It models the next step in the sequence as a linear function from a mean process at prior time steps.

$\overline{x}_{sm}=\frac{x_{t}+x_{t-1}+...+x_{t-\left ( N-1 \right )}}{N}$

The above equation models moving average of a univariate time series. The model defines that the output variable is linearly contingent on present and the past data of a time series. It uses past errors in the forecast in a regression instead of the past value of the forecast variable.

Moving average helps in reducing the “noise” in the series (e.g., price). If, in a priced chart, the moving average in angled upward, it suggests a rise in price. Where as if it points downward, it indicates the price is going down. In case it is moving only sideways, the price is likely to be in range. The method is suitable for univariate time series without trend and seasonal components.

Figure-6:

Autoregressive Moving Average (ARMA)

The Autoregressive Moving Average (ARMA) method models the next step in the sequence as a linear function of previous observations and also the average of a fixed number of prior time steps.

It combines both Autoregression (AR) and Moving Average (MA) models.

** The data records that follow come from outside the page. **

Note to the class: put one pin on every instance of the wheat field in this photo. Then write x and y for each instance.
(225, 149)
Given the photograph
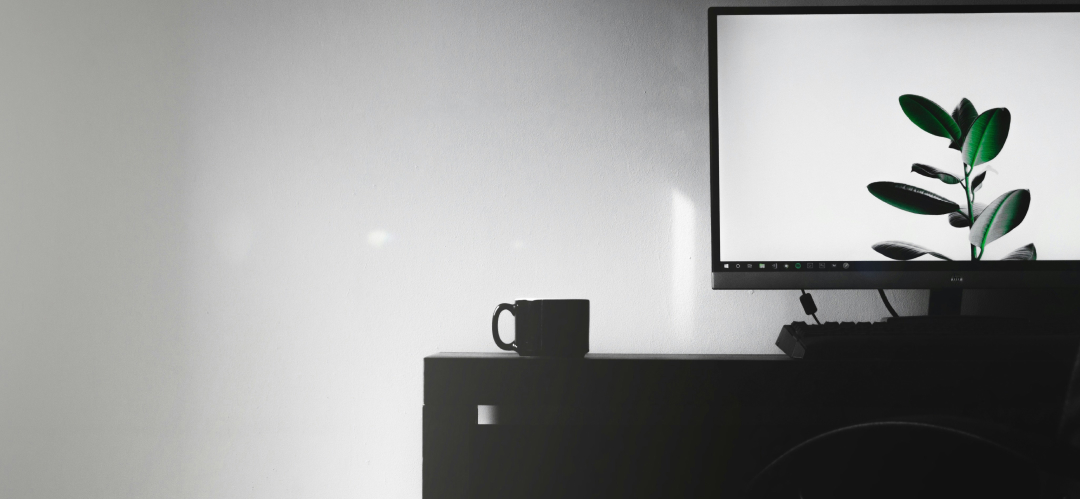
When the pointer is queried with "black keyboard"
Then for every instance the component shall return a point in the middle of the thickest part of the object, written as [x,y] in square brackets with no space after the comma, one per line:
[933,337]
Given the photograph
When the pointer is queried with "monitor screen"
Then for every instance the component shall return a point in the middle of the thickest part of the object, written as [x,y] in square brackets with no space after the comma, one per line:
[869,147]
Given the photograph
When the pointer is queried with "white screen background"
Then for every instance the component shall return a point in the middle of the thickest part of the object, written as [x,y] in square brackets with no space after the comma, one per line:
[809,117]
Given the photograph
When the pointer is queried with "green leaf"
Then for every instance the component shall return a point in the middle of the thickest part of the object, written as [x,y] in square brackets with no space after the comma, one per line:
[930,117]
[986,137]
[912,199]
[1001,216]
[959,218]
[977,181]
[902,251]
[1024,253]
[931,172]
[964,115]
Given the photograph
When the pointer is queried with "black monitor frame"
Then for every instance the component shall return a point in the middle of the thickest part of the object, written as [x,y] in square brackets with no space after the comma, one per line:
[872,274]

Given a time series of data X_t, the ARMA model is a tool for understanding and predicting future values in this series. The AR part involves regressing the variable on its own lagged (i.e., past) values. The MA part involves linear combination of error terms occurring contemporaneously and at various times in the past. The model is usually referred to as the ARMA(p,q) model where p is the order of the AR part and q is the order of the MA part.

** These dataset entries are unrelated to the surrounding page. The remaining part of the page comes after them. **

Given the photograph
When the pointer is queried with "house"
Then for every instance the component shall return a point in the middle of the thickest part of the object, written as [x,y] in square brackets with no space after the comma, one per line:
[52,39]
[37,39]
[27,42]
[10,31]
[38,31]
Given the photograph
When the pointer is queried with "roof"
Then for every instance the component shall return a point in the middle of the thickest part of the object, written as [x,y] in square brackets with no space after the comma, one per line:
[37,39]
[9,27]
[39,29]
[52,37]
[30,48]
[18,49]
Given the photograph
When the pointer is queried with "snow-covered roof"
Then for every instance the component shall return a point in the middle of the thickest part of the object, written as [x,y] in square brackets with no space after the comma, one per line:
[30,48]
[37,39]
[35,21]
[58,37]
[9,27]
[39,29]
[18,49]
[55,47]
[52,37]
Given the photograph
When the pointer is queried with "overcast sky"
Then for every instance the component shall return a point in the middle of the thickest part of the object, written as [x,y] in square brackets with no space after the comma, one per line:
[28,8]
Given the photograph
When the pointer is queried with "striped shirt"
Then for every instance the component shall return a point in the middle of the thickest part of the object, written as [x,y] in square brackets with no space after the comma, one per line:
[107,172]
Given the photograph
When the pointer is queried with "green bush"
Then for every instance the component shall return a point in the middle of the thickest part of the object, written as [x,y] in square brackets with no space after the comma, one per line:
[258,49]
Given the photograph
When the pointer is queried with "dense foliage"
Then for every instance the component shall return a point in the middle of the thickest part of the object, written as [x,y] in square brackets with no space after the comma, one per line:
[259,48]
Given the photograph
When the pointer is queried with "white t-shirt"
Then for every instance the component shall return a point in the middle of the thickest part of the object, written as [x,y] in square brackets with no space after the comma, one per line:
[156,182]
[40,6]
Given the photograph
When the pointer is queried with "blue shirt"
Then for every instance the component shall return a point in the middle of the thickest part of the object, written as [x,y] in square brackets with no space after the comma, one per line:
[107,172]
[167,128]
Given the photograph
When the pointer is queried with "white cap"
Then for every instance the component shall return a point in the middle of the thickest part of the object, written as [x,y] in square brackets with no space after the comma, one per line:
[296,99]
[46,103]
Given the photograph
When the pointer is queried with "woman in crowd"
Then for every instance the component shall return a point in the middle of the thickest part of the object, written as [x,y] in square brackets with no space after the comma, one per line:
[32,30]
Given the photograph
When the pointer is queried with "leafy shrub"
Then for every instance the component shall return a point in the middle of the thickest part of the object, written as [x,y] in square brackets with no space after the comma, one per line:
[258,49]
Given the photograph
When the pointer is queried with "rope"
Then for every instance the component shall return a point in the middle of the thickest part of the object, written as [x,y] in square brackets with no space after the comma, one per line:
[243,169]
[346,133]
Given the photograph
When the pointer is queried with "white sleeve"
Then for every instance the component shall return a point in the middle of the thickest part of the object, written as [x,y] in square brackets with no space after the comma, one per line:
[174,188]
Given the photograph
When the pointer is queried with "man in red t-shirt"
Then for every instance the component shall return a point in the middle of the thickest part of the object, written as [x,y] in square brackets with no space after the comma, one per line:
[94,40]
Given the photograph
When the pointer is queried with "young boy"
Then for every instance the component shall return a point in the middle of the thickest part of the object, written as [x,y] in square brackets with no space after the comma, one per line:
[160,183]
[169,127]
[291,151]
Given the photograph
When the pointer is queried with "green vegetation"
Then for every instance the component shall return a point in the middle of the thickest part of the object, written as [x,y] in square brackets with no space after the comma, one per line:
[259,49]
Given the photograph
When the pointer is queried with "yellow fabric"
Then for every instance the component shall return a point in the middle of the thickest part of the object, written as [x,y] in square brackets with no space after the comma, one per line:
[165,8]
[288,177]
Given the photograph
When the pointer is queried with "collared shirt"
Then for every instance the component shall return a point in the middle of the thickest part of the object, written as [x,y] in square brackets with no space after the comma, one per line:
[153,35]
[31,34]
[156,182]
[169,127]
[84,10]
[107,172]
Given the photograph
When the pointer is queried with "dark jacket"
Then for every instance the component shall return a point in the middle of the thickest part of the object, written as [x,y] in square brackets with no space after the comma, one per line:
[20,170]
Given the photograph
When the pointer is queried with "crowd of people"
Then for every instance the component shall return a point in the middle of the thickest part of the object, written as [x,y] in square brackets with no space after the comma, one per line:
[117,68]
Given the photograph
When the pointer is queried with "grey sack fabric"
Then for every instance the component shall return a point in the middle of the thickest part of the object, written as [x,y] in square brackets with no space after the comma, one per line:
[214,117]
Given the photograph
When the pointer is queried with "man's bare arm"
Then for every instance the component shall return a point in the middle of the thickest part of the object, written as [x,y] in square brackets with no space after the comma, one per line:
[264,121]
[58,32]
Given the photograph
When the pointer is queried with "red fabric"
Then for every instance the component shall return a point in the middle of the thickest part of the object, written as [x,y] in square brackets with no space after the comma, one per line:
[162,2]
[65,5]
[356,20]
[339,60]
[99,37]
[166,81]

We can use the ARMA class to create an MA model and setting a p = 0, (zeroth-order AR model) and q ≠ 0 and also vice-versa.

What does it mean for data to be stationary?

A time series is stationary if its statistical properties remain constant over time. The following description explains this point further.

For a TS to be stationary the mean of the series should not be a function of time. The red graph below is not stationary because the mean increases over time.

Figure-7:

Similarly variance of the series should not be a function of time. This property is known as homoscedasticity. Notice in the red graph the varying spread of data over time.

Figure-8:

Finally, the covariance of the i^th term and the (i + m)^th term should not be a function of time. In the following red graph, you will notice the spread becomes closer as the time increases. Hence, the covariance is not constant with time for the ‘red series’.

Figure-9:

Why stationarize the data?
Why is this important? When running a linear regression the assumption is that all of the observations are all independent of each other. In a time series, however, we know that observations are time dependent. It turns out that a lot of results that hold for independent random variables (law of large numbers and central limit theorem etc) hold for stationary random variables.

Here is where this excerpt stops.